Feb 1 2019
If anyone considers the traffic in city centers to be awful at present, they must wait until self-driving cars come into being, navigating around to avoid paying massive city parking fees.
Mean streets: Self-driving cars will "cruise" to avoid paying to park
With no need to park, self-driving cars will clog city streets and slow traffic to a crawl. However, a policy fix could address these problems before autonomous vehicles become commonplace, says Adam Millard-Ball. (Video credit: University of California, Santa Cruz)
Still worse, since cruising is less expensive at reduced speeds, self-driving cars will slow down to a crawl as they “kill time,” according to Adam Millard-Ball, transportation planner, who is an associate professor of environmental studies at the University of California, Santa Cruz.
Parking prices are what get people out of their cars and on to public transit, but autonomous vehicles have no need to park at all. They can get around paying for parking by cruising. They will have every incentive to create havoc.
Adam Millard-Ball, Associate Professor of Environmental Studies, University of California, Santa Cruz.
Millard-Ball has analyzed “The Autonomous Vehicle Parking Problem” in the latest issue of Transport Policy.
Millard-Ball stated that the scenario of robot-induced gridlock is imminent and also that autonomous (or self-driving) vehicles would possibly become commonplace in the next 5–20 years. Millard-Ball is the first scientist to investigate the conjunctive effect of self-driving cars and parking costs on city centers, where the availability and cost of parking is the only tool that effectively limits car travel.
In the best-case scenario, the existence of a mere 2000 self-driving cars in the city of San Francisco will make traffic slow to less than 2 miles per hour, stated Millard-Ball, who employs a traffic micro-simulation model and game theory to power up his predictions.
“It just takes a minority to gum things up,” he stated, recollecting the congestion caused by motorists who cruise the “arrivals” area at airports to avoid parking fee: “Drivers would go as slowly as possibly so they wouldn’t have to drive around again.” Although free cell-phone parking areas, in combination with strict rules in loading areas, eased out the airport snarls, cities will be baffled with offering remote parking areas for self-driving cars at lower rates compared to the cost of cruising—which has been predicted by Millard-Ball to be 50 cents per hour.
Even when you factor in electricity, depreciation, wear and tear, and maintenance, cruising costs about 50 cents an hour—that’s cheaper than parking even in a small town.
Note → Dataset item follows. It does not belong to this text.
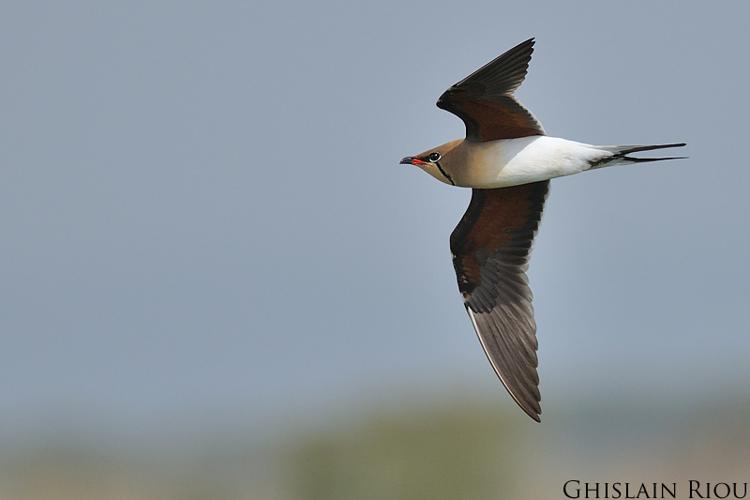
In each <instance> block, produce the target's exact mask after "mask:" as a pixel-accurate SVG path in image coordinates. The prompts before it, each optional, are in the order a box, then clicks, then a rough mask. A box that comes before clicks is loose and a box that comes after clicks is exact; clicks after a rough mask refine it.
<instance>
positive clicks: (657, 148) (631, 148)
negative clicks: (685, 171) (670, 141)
mask: <svg viewBox="0 0 750 500" xmlns="http://www.w3.org/2000/svg"><path fill="white" fill-rule="evenodd" d="M683 146H686V144H685V143H684V142H678V143H674V144H649V145H633V144H631V145H628V146H596V148H597V149H601V150H604V151H608V152H610V153H612V156H608V157H606V158H603V159H601V160H599V161H597V162H596V163H594V164H593V165H591V168H600V167H604V166H607V165H612V164H613V163H644V162H649V161H662V160H683V159H685V158H687V156H660V157H657V158H636V157H634V156H628V155H629V154H630V153H637V152H640V151H651V150H653V149H665V148H681V147H683Z"/></svg>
Unless it’s free or cheaper than cruising, why would anyone use a remote lot?
Adam Millard-Ball, Associate Professor of Environmental Studies, University of California, Santa Cruz.
Moreover, regulation falls short since, as stated by Millard-Ball, “It’s difficult to regulate intent. You can pass a law saying it’s illegal to drive more than 10 minutes without a passenger, but what if the car is picking up a parcel?”
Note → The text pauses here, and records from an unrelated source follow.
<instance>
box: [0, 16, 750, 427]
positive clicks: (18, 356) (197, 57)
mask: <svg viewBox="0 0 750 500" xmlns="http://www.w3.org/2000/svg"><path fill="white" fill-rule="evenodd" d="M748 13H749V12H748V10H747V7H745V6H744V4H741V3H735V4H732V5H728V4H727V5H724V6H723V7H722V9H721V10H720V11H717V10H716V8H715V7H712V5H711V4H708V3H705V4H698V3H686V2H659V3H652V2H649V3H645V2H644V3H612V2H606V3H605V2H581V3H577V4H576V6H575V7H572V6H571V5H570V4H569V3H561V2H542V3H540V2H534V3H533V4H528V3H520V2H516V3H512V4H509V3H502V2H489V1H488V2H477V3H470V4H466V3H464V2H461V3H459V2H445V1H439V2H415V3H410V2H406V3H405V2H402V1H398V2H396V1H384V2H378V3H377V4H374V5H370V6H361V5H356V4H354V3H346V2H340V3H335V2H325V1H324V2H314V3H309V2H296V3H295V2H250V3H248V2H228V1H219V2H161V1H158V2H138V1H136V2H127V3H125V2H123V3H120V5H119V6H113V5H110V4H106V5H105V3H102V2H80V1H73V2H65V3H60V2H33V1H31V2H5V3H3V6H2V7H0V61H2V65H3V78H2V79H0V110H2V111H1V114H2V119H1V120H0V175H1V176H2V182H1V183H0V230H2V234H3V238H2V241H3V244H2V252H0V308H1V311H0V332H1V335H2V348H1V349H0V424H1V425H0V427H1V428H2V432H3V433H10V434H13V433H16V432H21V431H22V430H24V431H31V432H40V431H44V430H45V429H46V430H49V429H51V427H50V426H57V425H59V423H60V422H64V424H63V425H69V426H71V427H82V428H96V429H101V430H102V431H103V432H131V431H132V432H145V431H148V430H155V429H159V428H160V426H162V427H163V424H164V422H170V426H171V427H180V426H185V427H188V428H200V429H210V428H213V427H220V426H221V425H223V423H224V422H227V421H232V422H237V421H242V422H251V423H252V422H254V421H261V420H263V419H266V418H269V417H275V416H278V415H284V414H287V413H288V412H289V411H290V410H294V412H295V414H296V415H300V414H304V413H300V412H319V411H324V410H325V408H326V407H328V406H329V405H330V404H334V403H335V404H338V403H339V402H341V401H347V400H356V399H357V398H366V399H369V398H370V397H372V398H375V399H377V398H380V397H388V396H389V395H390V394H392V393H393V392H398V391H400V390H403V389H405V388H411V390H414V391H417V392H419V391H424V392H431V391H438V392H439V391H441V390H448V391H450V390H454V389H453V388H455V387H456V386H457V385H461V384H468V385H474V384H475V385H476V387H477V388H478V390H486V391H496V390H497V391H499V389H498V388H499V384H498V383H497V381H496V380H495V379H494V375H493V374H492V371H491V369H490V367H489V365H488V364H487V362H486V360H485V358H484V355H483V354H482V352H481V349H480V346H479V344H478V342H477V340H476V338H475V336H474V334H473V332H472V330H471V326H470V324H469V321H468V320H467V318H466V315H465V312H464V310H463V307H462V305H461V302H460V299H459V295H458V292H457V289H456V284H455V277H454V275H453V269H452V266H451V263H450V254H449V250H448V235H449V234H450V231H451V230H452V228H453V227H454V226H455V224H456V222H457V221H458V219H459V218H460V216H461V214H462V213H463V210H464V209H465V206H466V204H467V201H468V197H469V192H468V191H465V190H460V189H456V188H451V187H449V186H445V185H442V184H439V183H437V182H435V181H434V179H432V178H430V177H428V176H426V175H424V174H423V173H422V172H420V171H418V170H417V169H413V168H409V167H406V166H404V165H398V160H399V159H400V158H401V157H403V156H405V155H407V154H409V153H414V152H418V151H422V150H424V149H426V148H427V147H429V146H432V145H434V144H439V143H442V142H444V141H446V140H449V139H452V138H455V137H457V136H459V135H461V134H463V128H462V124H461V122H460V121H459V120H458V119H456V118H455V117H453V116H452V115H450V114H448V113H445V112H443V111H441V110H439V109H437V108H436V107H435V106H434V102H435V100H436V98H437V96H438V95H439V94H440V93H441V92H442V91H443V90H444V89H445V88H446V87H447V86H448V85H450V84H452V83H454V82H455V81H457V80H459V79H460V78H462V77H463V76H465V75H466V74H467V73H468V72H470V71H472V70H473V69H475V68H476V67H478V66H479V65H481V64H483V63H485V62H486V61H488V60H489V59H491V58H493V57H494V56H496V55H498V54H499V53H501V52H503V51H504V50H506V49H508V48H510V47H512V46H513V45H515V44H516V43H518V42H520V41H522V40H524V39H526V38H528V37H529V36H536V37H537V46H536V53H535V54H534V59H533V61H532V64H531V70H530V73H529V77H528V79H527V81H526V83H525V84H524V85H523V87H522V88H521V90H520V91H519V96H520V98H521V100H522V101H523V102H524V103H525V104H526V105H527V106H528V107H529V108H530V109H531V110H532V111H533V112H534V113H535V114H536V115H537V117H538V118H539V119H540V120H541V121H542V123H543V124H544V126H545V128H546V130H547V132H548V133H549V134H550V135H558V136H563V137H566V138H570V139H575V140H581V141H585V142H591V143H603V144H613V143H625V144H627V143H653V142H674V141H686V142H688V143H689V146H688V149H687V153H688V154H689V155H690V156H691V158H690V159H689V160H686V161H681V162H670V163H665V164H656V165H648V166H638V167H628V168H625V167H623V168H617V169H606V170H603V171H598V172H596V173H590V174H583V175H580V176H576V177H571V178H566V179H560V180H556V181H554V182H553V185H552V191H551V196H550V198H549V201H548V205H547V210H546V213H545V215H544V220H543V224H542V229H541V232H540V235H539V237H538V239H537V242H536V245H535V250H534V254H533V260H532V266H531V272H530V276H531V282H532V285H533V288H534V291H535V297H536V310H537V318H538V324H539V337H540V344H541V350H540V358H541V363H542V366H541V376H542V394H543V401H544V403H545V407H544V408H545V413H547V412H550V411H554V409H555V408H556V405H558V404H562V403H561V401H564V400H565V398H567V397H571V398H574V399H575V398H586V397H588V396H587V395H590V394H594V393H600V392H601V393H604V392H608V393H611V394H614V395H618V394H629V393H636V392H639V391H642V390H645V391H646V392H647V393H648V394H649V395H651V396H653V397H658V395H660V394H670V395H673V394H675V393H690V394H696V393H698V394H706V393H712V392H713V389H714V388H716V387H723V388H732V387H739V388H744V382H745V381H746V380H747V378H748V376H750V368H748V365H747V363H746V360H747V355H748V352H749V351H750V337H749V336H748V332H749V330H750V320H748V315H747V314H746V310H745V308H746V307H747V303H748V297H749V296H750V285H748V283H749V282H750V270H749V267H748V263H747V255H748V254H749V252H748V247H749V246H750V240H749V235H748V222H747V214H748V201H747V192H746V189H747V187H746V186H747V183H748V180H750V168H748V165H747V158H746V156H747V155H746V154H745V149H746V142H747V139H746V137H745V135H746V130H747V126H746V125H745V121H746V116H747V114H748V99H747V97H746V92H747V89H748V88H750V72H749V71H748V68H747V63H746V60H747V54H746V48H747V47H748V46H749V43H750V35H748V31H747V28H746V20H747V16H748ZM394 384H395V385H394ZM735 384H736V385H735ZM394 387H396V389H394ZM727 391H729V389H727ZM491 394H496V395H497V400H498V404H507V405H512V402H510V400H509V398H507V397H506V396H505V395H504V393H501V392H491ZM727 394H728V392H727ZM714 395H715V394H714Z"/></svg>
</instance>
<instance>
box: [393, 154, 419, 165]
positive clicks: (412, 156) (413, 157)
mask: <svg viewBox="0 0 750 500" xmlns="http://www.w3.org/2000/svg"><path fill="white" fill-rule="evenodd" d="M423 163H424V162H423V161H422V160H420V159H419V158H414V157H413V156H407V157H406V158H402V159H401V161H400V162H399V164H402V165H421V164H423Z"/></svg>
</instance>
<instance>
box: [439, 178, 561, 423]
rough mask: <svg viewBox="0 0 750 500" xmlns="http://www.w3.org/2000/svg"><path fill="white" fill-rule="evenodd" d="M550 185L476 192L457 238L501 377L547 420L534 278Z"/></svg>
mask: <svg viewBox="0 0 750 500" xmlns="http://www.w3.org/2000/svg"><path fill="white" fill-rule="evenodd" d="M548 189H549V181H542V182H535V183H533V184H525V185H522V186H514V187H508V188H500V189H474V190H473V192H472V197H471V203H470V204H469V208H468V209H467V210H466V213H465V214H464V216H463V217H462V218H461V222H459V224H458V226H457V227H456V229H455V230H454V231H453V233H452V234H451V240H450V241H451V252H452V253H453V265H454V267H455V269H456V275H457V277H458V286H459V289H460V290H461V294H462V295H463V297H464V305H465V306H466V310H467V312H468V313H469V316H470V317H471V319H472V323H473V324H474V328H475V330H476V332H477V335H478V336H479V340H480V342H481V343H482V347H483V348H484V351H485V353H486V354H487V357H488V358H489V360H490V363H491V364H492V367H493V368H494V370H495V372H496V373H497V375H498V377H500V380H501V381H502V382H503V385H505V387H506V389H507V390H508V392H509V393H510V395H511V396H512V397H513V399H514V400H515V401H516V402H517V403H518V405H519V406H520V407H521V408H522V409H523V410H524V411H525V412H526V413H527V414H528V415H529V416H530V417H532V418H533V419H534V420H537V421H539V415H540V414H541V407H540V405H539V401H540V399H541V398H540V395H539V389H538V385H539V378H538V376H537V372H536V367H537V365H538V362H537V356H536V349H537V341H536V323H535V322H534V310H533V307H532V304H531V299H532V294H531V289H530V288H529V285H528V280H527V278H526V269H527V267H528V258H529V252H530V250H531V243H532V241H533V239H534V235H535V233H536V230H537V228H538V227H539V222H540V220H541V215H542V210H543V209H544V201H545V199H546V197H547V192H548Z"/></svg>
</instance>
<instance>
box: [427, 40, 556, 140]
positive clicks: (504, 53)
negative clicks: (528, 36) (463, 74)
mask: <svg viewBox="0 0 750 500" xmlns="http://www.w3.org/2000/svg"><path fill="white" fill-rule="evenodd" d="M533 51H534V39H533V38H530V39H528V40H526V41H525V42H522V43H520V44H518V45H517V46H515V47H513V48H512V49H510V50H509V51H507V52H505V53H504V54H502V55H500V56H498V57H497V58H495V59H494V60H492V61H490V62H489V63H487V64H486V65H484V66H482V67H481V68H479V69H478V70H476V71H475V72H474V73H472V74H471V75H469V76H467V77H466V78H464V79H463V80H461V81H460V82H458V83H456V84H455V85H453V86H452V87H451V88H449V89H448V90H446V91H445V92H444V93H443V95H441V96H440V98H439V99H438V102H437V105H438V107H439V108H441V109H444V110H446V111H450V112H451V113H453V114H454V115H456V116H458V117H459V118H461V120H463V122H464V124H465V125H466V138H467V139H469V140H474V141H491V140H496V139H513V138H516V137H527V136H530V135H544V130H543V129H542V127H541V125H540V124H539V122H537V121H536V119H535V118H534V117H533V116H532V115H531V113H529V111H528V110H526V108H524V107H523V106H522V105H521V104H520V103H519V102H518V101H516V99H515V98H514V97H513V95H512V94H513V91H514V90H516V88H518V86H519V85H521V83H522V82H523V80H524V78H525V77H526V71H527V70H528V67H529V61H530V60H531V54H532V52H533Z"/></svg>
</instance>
The solution would be to impose congestion pricing that, despite taking varying forms, would typically amount to a user fee. In the city of London, a flat fee of £11.50, or about $15, is paid by motorists to enter the city center. Stockholm and Singapore employ analogous models. In more advanced models, charges could be based on miles driven, or different fees could be assigned to specific streets.
Environmentalists as well as economists concur that congestion as well as pollution can be effectively brought down by imposing congestion pricing; however, it is a politically fraught approach since it elevates the rage of commuters. This is exactly where Millard-Ball views an opportunity.
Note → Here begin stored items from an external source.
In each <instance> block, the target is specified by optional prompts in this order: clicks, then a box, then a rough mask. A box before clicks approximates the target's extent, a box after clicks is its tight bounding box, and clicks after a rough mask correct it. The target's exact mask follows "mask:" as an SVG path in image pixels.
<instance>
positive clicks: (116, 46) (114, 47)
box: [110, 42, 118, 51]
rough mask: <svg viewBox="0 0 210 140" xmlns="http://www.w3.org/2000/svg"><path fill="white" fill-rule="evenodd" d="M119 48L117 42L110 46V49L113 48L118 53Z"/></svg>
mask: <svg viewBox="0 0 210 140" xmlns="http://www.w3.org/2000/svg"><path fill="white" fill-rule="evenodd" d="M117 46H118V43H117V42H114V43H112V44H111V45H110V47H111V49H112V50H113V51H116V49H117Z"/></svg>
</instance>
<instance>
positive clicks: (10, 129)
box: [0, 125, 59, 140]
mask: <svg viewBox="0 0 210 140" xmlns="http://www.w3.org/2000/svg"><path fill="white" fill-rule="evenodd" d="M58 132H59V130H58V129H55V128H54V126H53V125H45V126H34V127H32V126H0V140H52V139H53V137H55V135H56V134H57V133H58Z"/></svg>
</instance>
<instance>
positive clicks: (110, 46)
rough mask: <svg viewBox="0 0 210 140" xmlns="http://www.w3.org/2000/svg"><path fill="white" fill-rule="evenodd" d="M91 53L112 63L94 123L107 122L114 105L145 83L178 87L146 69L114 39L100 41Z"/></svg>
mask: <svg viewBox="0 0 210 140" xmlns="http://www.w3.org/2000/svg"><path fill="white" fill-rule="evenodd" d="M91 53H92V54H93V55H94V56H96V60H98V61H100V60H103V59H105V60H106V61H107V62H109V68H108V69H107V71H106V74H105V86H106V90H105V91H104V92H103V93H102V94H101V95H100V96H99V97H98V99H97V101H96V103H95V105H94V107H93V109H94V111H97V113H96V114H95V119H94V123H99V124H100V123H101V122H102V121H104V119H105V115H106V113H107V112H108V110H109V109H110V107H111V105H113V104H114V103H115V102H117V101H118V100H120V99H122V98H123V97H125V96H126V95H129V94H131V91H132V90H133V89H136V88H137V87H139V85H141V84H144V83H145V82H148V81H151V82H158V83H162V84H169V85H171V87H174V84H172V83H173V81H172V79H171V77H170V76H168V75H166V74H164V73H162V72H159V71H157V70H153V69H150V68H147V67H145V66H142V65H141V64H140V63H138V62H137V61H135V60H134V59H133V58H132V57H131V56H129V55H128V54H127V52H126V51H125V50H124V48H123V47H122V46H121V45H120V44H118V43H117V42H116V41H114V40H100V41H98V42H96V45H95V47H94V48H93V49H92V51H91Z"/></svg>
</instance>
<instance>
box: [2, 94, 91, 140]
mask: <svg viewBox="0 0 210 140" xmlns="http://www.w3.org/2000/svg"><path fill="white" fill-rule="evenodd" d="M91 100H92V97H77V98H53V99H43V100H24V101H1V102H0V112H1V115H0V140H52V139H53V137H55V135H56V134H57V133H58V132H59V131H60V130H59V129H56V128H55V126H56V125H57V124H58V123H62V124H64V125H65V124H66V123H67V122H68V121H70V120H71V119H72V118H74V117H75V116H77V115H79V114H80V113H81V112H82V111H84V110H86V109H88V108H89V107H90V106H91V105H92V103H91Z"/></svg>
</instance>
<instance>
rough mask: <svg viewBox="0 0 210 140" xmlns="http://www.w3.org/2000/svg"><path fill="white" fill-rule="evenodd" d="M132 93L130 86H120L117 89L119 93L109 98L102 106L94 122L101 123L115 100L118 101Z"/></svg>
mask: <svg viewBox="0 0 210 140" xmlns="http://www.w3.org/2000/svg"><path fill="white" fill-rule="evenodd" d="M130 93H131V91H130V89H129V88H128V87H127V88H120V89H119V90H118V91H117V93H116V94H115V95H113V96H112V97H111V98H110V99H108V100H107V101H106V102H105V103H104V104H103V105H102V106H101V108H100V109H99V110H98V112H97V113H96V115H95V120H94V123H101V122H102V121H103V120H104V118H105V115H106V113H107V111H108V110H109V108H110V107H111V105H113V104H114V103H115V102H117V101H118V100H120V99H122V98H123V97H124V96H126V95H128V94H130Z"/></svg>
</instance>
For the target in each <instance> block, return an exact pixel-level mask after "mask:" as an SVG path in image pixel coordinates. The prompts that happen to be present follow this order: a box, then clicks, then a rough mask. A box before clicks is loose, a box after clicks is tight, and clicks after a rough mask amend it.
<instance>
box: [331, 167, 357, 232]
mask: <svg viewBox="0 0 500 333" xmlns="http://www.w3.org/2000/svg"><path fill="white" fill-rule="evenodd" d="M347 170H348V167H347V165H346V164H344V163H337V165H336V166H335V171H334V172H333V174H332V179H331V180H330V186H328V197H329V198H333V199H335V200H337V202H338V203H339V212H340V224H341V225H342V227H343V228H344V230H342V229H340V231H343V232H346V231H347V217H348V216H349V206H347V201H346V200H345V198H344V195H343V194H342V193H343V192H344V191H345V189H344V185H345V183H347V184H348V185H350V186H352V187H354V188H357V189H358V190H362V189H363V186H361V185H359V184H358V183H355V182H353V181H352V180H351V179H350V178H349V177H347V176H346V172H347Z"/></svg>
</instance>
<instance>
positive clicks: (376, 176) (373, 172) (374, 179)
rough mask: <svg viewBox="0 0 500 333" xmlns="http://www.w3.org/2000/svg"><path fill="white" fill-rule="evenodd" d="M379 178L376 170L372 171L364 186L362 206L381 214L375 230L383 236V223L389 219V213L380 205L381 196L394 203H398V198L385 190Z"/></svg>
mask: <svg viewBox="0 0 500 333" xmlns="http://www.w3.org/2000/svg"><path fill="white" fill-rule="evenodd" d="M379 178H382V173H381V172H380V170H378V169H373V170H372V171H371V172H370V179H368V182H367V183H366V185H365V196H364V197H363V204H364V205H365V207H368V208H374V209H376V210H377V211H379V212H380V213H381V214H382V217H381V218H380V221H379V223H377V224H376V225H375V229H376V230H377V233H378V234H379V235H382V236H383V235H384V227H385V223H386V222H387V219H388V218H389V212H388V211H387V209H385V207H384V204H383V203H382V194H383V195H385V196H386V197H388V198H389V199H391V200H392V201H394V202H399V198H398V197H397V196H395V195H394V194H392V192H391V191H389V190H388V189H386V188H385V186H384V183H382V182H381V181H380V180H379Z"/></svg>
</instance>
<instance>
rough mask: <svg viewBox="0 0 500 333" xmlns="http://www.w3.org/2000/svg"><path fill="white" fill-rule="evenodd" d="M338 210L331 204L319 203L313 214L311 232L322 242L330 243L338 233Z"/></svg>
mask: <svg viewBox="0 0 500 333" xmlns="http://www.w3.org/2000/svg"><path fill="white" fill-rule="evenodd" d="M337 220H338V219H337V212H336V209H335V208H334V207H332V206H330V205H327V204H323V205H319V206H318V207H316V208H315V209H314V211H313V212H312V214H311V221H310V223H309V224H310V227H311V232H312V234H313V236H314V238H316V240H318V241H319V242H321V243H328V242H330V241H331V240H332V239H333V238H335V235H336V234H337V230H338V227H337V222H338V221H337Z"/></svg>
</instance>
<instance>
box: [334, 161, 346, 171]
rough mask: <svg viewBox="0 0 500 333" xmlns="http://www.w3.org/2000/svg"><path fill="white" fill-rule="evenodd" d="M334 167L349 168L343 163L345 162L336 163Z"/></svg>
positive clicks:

As a policy, congestion pricing is difficult to implement. The public never wants to pay for something they’ve historically gotten for free. But no one owns an autonomous vehicle now, so there’s no constituency organized to oppose charging for the use of public streets. This is the time to establish the principle and use it to avoid the nightmarish scenario of total gridlock.
Adam Millard-Ball, Associate Professor of Environmental Studies, University of California, Santa Cruz.
Furthermore, he stated that it is possible to equip self-driving cars with devices that would offer policymakers options for imposing fees based on speed, location, time of day—or even based on the lane occupied by the vehicle.
“The fees could raise money for cities to improve transportation,” he stated. “The idea is to do it now before autonomous vehicles become widespread.”